Ottoman or Punjabi Parathas?






We came across a dish in Turkey which were very similar to the stuffed parathas of North India. It is a naan like bread which is stuffed with a stuffing of your choice - minced meat, potato, spinach, roasted spices and so and then lightly fried in oil. It is fairly thin and quite tasty... and like I said, quite Indian.
 
We had this in a restaurant called Hala in the fag end of Isyiklal Cadesi.
The high point of Hala are the Turkish ladies who sit in a fish tank like place at the beginning of the restaurant. I guess seeing them make the local bread would be a big draw for tourists. especially for those from the West. 
One of them made a flat bread identical to the Indian rumali roti which was served complimentary with the lovely beef and tomato dish. The beef and tomato dish was strongly recommended by the fair, podgy boy who took our order. I like people with a point of view. Often their recommendations turn out to be good. This is not to be confused by those pushing the 'day's special' which are a way of palming off slow moving dishes.

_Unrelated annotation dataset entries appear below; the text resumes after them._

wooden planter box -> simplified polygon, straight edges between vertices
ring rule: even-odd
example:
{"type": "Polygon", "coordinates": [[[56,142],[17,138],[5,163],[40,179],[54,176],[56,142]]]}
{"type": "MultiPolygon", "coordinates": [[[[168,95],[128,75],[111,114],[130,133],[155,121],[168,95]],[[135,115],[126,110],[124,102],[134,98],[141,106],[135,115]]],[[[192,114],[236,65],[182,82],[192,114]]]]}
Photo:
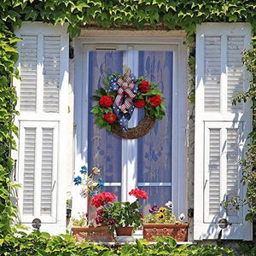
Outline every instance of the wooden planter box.
{"type": "Polygon", "coordinates": [[[188,224],[143,224],[143,238],[154,241],[152,236],[172,236],[177,241],[187,241],[188,224]]]}
{"type": "Polygon", "coordinates": [[[78,241],[114,241],[113,233],[109,231],[108,226],[73,227],[72,231],[78,241]]]}

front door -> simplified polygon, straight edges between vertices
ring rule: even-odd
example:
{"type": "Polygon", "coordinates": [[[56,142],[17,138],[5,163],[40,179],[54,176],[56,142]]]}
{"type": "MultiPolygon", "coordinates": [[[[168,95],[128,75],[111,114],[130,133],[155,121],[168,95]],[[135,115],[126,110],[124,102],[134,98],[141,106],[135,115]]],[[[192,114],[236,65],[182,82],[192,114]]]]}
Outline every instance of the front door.
{"type": "MultiPolygon", "coordinates": [[[[88,166],[89,170],[93,166],[100,168],[105,191],[115,194],[119,201],[131,200],[128,195],[131,189],[138,187],[147,191],[144,214],[152,205],[165,206],[168,201],[178,198],[177,172],[184,172],[178,170],[177,157],[180,148],[177,124],[180,121],[175,109],[177,93],[173,84],[177,80],[176,50],[173,46],[160,44],[83,45],[82,96],[77,93],[82,99],[82,120],[77,119],[81,121],[80,131],[77,127],[78,169],[79,165],[88,166]],[[136,76],[143,76],[158,84],[166,99],[163,119],[138,139],[121,139],[105,128],[100,129],[90,113],[92,105],[96,104],[91,98],[96,90],[103,86],[103,79],[113,73],[122,74],[125,66],[136,76]]],[[[137,126],[143,117],[143,110],[136,108],[128,126],[137,126]]],[[[182,207],[177,209],[177,201],[174,203],[177,212],[183,211],[182,207]]]]}

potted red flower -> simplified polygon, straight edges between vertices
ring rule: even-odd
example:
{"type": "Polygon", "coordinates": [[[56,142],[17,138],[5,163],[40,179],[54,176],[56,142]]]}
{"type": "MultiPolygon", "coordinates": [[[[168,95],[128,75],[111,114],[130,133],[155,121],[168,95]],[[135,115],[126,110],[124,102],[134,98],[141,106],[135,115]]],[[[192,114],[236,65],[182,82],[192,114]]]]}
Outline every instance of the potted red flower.
{"type": "Polygon", "coordinates": [[[148,199],[148,194],[143,189],[135,189],[130,195],[136,197],[133,202],[113,202],[116,196],[112,193],[102,192],[91,199],[91,205],[97,208],[96,222],[108,225],[111,232],[116,230],[118,236],[131,236],[142,225],[143,218],[139,209],[142,206],[139,200],[148,199]],[[125,230],[125,231],[123,230],[125,230]],[[126,232],[128,233],[119,233],[126,232]]]}

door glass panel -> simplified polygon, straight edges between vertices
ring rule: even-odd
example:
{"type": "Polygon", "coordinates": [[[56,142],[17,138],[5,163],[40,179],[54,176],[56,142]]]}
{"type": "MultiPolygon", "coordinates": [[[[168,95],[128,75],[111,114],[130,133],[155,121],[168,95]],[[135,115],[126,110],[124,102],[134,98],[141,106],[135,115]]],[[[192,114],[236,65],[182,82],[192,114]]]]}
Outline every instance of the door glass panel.
{"type": "MultiPolygon", "coordinates": [[[[139,75],[158,84],[166,98],[166,115],[155,123],[148,134],[138,139],[137,150],[139,185],[141,183],[170,183],[165,188],[147,188],[149,203],[159,204],[159,195],[163,201],[172,198],[172,52],[140,51],[138,67],[139,75]]],[[[140,111],[139,119],[143,116],[140,111]]]]}
{"type": "Polygon", "coordinates": [[[91,99],[96,90],[104,85],[103,79],[111,73],[123,72],[122,51],[90,51],[89,53],[89,111],[88,111],[88,166],[97,166],[105,183],[120,183],[122,170],[121,139],[113,136],[107,129],[94,124],[95,116],[90,111],[91,99]]]}

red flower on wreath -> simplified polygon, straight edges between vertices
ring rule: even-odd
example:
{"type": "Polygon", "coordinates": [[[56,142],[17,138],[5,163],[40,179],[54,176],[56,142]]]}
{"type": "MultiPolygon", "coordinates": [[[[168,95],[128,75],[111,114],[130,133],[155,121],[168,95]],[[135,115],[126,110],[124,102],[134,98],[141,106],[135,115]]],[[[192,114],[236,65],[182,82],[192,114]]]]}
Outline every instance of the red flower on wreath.
{"type": "Polygon", "coordinates": [[[144,100],[137,100],[133,102],[135,108],[141,108],[145,107],[145,101],[144,100]]]}
{"type": "Polygon", "coordinates": [[[113,124],[117,119],[116,114],[114,113],[110,113],[110,112],[108,112],[108,113],[104,113],[103,116],[106,121],[110,124],[113,124]]]}
{"type": "Polygon", "coordinates": [[[148,81],[143,80],[142,84],[140,84],[138,87],[142,92],[148,92],[149,90],[150,84],[148,81]]]}
{"type": "Polygon", "coordinates": [[[155,108],[162,102],[161,97],[159,95],[155,95],[148,99],[149,105],[152,108],[155,108]]]}
{"type": "Polygon", "coordinates": [[[99,209],[97,209],[97,211],[96,211],[98,216],[101,216],[101,215],[103,213],[103,212],[104,212],[104,211],[103,211],[102,208],[99,208],[99,209]]]}
{"type": "Polygon", "coordinates": [[[129,192],[130,195],[134,195],[137,199],[148,199],[148,193],[143,189],[135,189],[129,192]]]}
{"type": "Polygon", "coordinates": [[[106,205],[108,202],[113,202],[113,200],[116,200],[115,195],[110,192],[102,192],[99,195],[95,195],[91,199],[91,206],[95,206],[96,208],[106,205]]]}
{"type": "Polygon", "coordinates": [[[108,96],[102,96],[100,98],[99,104],[101,107],[105,107],[108,108],[110,106],[113,105],[113,100],[108,96]]]}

The lady making the roti posed for a photo under the instructions of our young, chubby maitr d. Another other women took over for the next shift. I never saw her after that. I wonder whether she decided to try her hand at modelling after I clicked her portfolio! Oh, she was fairly slow and most Indian street side cooks would make 5 roomali rotis in the time she made one. I guess she was there more for the novelty than for functional reasons.

We had read about Hala in the Lonely Planet guide. There was another restaurant opposite it with the same concept but with 2-3 ladies making the bread/ roti at the same time. The meal at Hala was slightly more expensive than that at the Delis and cost us about 25 liras or 13 euros for the two of us with Ayran (butter milk) and water.

According to Lonely Planet, hala, means 'aunt'.